Merge multiple datasets into one using a common key. Useful for combining data from multiple sources into a single dataset where there is a common identifier linking the records

INPUTS

This cell accepts up to five input datasets which must all be of the same type

OUTPUTS

The single output is the merged data

OPTIONS

Merge field name	The name of the field that contains the keys that identify the common records in the input datasets. If none is specified the objects UUID is used which is probably not what is wanted.
When duplicate keep first	How to handle duplicate properties that are encountered when merging - keep the current one or use the new one.

ADDITIONAL INFO

Merging is done by first processing each input in turn (1, 2, 3, 4, 5). Whenever a duplicate key is encountered for the “Merge field name” field the properties from the new record are merged to those of the existing record (according to the “When duplicate keep first” setting). Duplicates can occur within a dataset as well as between datasets. If the key does not already exist the new record is added to the resulting dataset.

The result is that records with duplicate keys are removed from the resulting dataset but their properties are merged with the existing ones.

Merging does not affect structures, only their properties.
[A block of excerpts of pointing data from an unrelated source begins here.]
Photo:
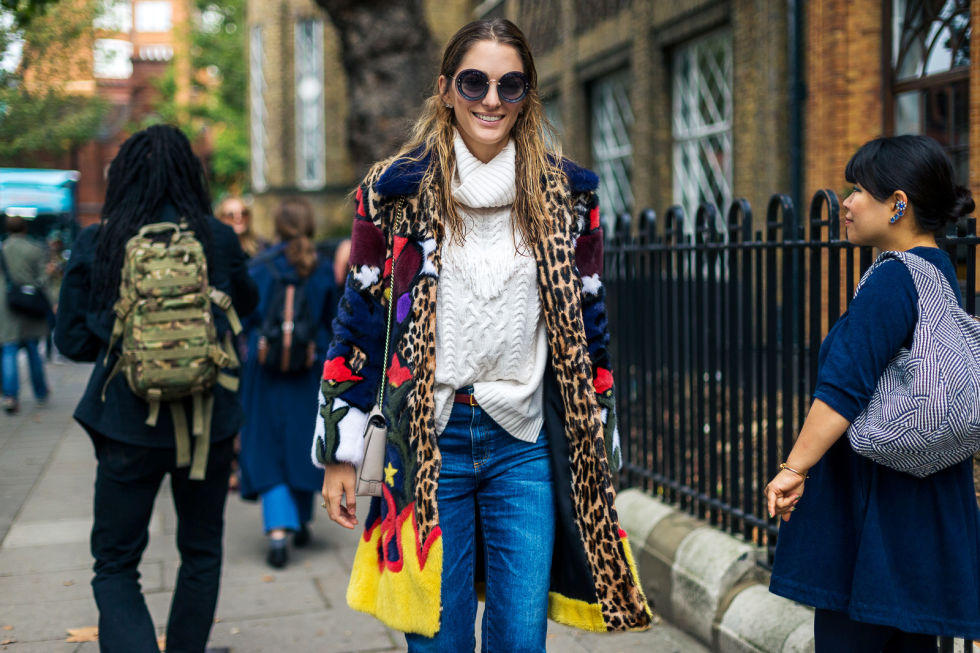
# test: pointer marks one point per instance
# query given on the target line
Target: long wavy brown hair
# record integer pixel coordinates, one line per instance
(433, 132)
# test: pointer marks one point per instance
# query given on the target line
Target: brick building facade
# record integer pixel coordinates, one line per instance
(130, 46)
(298, 107)
(688, 101)
(685, 101)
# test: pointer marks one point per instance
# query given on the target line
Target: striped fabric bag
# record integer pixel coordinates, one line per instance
(924, 415)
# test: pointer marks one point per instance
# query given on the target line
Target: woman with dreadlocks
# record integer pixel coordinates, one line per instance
(154, 178)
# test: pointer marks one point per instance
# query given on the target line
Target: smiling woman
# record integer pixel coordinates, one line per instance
(497, 382)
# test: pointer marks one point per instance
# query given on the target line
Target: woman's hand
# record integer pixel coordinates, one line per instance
(339, 483)
(782, 493)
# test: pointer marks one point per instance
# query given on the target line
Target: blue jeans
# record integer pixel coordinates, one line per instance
(283, 507)
(505, 483)
(127, 480)
(11, 375)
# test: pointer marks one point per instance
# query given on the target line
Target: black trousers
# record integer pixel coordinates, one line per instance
(835, 632)
(126, 485)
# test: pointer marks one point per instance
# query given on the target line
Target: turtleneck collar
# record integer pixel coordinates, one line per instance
(483, 185)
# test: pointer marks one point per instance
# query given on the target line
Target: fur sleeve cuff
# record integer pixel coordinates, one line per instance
(339, 433)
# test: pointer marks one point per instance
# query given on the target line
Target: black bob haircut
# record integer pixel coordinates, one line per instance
(920, 167)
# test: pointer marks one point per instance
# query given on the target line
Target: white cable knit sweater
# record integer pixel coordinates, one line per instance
(489, 329)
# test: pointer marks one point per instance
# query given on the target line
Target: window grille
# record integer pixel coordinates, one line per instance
(310, 138)
(612, 149)
(257, 109)
(702, 124)
(930, 74)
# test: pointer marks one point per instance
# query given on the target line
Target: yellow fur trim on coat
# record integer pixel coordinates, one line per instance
(403, 596)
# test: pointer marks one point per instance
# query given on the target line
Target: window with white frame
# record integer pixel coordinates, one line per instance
(113, 59)
(310, 138)
(612, 148)
(154, 16)
(702, 124)
(930, 74)
(256, 92)
(115, 16)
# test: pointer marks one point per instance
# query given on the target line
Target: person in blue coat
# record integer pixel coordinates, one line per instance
(280, 406)
(888, 560)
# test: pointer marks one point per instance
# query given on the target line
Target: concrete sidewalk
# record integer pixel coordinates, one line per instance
(47, 471)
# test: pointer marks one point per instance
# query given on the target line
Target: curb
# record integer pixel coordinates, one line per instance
(709, 583)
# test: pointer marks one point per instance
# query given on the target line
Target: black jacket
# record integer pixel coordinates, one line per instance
(82, 333)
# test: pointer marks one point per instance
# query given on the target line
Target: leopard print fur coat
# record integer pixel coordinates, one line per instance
(396, 573)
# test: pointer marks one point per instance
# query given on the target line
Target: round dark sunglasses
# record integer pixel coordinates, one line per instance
(473, 85)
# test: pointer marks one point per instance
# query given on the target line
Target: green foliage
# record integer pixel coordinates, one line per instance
(217, 104)
(36, 113)
(25, 11)
(49, 121)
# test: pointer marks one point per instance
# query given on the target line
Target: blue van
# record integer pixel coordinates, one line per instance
(47, 199)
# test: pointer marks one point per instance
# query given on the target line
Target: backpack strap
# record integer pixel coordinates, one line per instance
(203, 407)
(182, 438)
(153, 399)
(223, 301)
(202, 445)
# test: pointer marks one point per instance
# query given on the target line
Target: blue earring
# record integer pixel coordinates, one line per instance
(900, 207)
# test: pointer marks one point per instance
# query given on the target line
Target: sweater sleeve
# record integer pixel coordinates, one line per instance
(352, 370)
(878, 322)
(589, 261)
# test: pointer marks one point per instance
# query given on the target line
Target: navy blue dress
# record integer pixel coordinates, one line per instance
(879, 545)
(280, 411)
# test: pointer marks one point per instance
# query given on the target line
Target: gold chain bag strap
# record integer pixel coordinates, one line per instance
(370, 475)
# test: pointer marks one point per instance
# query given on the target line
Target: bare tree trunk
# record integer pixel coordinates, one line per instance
(389, 58)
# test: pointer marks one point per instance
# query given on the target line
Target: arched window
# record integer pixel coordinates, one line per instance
(930, 74)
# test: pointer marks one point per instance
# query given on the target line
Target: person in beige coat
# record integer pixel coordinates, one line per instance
(25, 261)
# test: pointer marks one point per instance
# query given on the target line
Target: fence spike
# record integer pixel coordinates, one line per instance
(826, 197)
(780, 202)
(706, 221)
(740, 209)
(674, 223)
(647, 224)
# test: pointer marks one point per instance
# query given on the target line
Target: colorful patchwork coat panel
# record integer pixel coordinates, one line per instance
(397, 567)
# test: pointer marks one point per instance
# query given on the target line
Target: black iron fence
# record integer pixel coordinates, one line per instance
(716, 335)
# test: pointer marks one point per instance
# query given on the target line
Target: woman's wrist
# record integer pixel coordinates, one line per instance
(794, 469)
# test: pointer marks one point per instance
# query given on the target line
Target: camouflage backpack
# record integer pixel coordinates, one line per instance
(170, 348)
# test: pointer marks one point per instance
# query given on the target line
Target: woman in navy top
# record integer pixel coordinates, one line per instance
(275, 455)
(888, 560)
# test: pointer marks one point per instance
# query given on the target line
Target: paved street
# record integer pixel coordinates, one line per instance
(46, 478)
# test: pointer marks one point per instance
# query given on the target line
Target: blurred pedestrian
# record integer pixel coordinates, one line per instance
(295, 286)
(155, 177)
(236, 214)
(889, 560)
(24, 265)
(497, 393)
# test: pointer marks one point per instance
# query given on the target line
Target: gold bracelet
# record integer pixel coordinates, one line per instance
(795, 471)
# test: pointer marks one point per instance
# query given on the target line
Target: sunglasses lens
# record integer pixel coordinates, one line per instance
(511, 87)
(472, 84)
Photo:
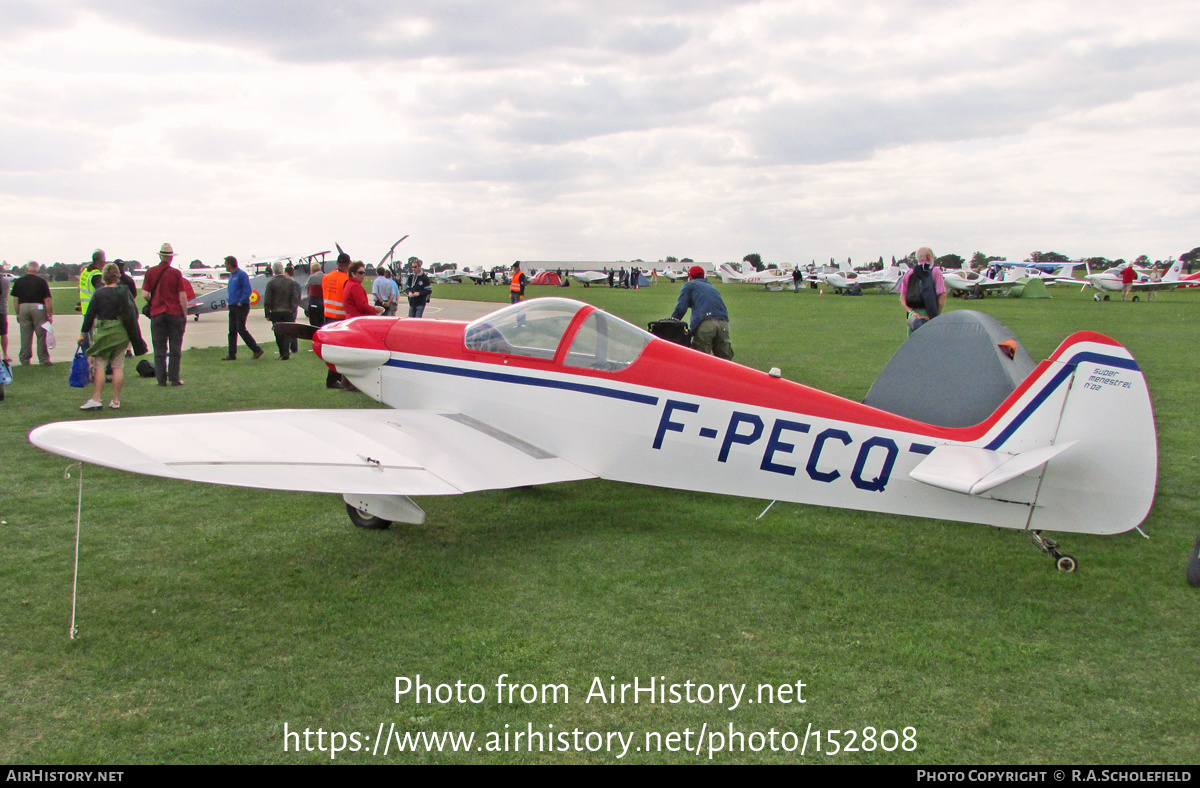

The first structure encountered will be retained.

Merging is performed in memory so is not suited for very large datasets.

Note: the ordering of the input endpoints is currently a bit erratic. Be careful to connect them in the order you want (mouse over the endpoint to get its number).

This step is somewhat similar to the Dataset Enricher cell, but whereas that cell merges data from one dataset into another where the records match this one accumulates all records from all datasets.